Structural data were obtained from the RCSB Protein Data Bank (https://www.rcsb.org/). The HOCOMOCO Human v11 Core set was used as the source of known transcription factor recognition sequences (https://hocomoco11.autosome.ru/). NCBI Curated Common Structural Variants are available via NCBI dbVar at https://www.ncbi.nlm.nih.gov/dbvar/studies/nstd186/. The germline resources of the 1,000 Genomes Project and gnomAD were respectively obtained from https://www.internationalgenome.org/ and https://gnomad.broadinstitute.org/.
The core computational pipelines used by the PCAWG Consortium for alignment, quality control and variant calling are available to the public at https://dockstore.org/search?search=pcawg under the GNU General Public License v3.0, which allows for reuse and distribution.

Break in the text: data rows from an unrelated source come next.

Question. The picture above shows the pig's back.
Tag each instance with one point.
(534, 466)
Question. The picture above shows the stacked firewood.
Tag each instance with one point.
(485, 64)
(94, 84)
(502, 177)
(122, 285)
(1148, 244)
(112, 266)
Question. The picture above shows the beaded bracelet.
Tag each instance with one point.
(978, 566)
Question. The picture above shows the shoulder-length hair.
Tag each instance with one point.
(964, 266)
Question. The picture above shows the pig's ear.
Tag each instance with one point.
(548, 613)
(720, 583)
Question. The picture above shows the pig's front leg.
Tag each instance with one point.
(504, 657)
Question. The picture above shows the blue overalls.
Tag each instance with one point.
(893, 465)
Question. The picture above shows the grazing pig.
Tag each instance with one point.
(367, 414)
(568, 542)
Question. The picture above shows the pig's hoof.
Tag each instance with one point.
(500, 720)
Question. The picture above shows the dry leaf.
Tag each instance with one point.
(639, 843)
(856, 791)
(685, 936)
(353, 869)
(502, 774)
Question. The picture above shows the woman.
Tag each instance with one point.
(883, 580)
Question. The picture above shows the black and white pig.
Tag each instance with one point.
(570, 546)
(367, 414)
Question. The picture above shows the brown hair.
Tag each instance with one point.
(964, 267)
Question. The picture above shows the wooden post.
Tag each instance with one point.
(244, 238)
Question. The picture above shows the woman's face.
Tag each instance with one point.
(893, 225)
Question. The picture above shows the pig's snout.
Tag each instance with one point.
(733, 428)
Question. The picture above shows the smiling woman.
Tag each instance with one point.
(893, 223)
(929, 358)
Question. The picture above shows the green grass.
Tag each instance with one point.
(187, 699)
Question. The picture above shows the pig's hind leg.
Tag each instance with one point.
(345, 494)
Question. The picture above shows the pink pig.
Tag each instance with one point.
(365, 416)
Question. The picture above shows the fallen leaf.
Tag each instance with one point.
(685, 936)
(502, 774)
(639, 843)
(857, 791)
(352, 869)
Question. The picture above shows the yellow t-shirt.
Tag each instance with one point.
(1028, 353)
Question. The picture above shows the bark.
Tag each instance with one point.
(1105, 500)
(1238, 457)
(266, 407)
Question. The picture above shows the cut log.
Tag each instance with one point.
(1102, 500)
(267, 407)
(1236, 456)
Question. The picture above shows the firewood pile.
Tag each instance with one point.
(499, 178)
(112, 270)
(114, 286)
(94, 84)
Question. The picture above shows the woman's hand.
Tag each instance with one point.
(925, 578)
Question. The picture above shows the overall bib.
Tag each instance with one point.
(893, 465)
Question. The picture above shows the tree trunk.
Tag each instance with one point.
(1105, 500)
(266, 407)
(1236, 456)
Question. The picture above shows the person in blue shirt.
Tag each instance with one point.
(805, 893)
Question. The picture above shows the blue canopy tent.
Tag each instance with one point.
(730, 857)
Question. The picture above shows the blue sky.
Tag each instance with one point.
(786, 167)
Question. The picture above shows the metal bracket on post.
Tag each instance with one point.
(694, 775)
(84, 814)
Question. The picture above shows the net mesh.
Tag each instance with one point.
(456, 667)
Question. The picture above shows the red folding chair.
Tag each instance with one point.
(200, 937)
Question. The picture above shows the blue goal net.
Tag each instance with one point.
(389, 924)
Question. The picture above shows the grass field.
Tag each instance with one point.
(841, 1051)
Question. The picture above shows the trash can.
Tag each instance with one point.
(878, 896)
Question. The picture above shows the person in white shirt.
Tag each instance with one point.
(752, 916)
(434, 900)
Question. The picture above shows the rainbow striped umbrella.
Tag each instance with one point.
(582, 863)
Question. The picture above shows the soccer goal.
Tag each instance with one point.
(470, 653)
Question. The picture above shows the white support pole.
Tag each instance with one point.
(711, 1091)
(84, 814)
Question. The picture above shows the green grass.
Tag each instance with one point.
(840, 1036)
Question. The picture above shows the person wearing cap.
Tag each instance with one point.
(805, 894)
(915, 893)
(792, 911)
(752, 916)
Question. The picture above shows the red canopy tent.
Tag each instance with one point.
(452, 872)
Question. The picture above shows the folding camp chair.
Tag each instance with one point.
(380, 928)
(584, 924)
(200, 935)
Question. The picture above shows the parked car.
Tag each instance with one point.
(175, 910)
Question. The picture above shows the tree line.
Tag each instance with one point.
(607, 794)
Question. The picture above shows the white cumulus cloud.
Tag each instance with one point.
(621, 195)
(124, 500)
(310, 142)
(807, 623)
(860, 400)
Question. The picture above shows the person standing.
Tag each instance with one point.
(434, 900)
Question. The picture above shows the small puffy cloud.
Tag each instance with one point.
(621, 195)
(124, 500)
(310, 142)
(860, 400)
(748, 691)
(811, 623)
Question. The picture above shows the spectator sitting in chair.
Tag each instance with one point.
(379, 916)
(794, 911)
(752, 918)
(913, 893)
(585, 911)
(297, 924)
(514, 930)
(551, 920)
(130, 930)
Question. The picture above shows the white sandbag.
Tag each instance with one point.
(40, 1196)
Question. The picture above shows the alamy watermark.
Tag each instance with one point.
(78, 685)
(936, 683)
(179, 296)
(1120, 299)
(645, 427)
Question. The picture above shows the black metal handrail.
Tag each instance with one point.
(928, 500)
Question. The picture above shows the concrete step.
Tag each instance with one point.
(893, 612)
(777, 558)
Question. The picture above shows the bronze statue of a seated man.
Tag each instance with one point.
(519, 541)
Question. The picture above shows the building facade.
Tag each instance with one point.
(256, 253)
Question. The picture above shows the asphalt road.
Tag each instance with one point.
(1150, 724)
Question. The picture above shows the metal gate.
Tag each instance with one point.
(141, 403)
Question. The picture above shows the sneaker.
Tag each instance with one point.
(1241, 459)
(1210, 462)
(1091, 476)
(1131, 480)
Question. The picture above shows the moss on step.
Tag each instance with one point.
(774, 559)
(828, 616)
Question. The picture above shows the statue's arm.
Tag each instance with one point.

All custom scripts for simulating, identifying and characterizing biallelic mutations from PCAWG data are available on GitHub at https://github.com/jdemeul/InfiniteSites. R v4.0.0 was used for the final analyses. Variant recalling on 195 PCAWG samples was done using GATK v4.0.8.1, which is available from https://gatk.broadinstitute.org/. STREME and TomTom v5.3.2 (MEME suite, https://meme-suite.org/) were used for motif enrichment and analysis. PCAWG consensus SNV, MNV, indel and structural variant calling was described in The ICGC/TCGA Pan-Cancer Analysis of Whole Genomes Consortium 13 . PCAWG consensus copy number calling was described by Dentro et al. 4 . PCAWG gene expression analysis was reported in Calabrese et al. 27 and was based on TopHat2 v2.0.12 and STAR v2.4.0i alignments. PyMOL v2.4.0 was used for structural analyses.